Serial prognostic evaluation after allogeneic hematopoietic cell transplantation (allo-HCT) might help identify patients at high risk of lethal organ dysfunction. Current prediction algorithms based on models that do not incorporate changes to patients’ clinical condition after allo-HCT have limited predictive ability. We developed and validated a robust risk-prediction algorithm to predict short- and long-term survival after allo-HCT in pediatric patients that includes baseline biological variables and changes in the patients’ clinical status after allo-HCT. The model was developed using clinical data from children and young adults treated at a single academic quaternary-care referral center. The model was created using a randomly split training data set (70% of the cohort), internally validated (remaining 30% of the cohort) and then externally validated on patient data from another tertiary-care referral center. Repeated clinical measurements performed from 30 days before allo-HCT to 30 days afterwards were extracted from the electronic medical record and incorporated into the model to predict survival at 100 days, 1 year, and 2 years after allo-HCT. Naïve-Bayes machine learning models incorporating longitudinal data were significantly better than models constructed from baseline variables alone at predicting whether patients would be alive or deceased at the given time points. This proof-of-concept study demonstrates that unlike traditional prognostic tools that use fixed variables for risk assessment, incorporating dynamic variability using clinical and laboratory data improves the prediction of mortality in patients undergoing allo-HCT.
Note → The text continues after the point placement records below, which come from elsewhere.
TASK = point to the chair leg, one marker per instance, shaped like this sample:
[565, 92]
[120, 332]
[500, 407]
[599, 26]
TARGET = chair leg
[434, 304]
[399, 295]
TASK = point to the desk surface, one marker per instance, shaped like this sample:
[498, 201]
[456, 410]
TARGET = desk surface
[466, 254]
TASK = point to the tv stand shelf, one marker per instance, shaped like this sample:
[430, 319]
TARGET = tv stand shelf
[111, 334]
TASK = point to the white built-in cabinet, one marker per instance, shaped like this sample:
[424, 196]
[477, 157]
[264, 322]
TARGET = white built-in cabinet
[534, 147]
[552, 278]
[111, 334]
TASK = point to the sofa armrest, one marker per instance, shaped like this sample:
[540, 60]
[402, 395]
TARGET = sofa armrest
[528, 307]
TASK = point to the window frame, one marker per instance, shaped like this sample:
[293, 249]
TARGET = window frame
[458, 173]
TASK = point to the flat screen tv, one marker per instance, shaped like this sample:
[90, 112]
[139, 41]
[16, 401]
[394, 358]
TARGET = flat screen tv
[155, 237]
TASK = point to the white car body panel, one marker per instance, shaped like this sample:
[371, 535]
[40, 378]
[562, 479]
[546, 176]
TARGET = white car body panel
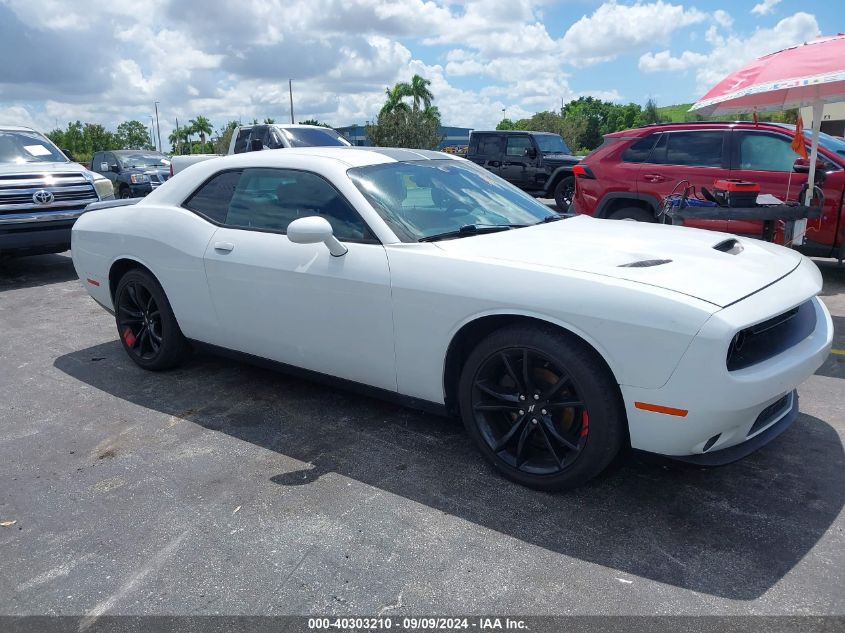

Bio: Akshay Sharma, MBBS, MSc is a pediatric hematologist, oncologist and transplant physician at St. Jude Children’s Research Hospital in Memphis, TN. His postdoctoral work focused on understanding the genetic regulation of fetal hemoglobin and as a physician-scientist he continues to advance that work in the form of novel gene therapy clinical trials for patients with sickle cell disease. He leads several clinical studies of genetically modified autologous and allogeneic hematopoietic cell transplant for nonmalignant hematological disorders. In addition, he is the co-chair of the CIBMTR Pediatric Cancer Working Committee and has led several projects assessing impact of factors affecting health outcomes after HCT for various blood disorders, especially in children. The goal of his clinical research is to advance cellular therapeutics for children with hematological disorders. He is passionate about improving access to these novel therapies in an equitable and patient-centered manner.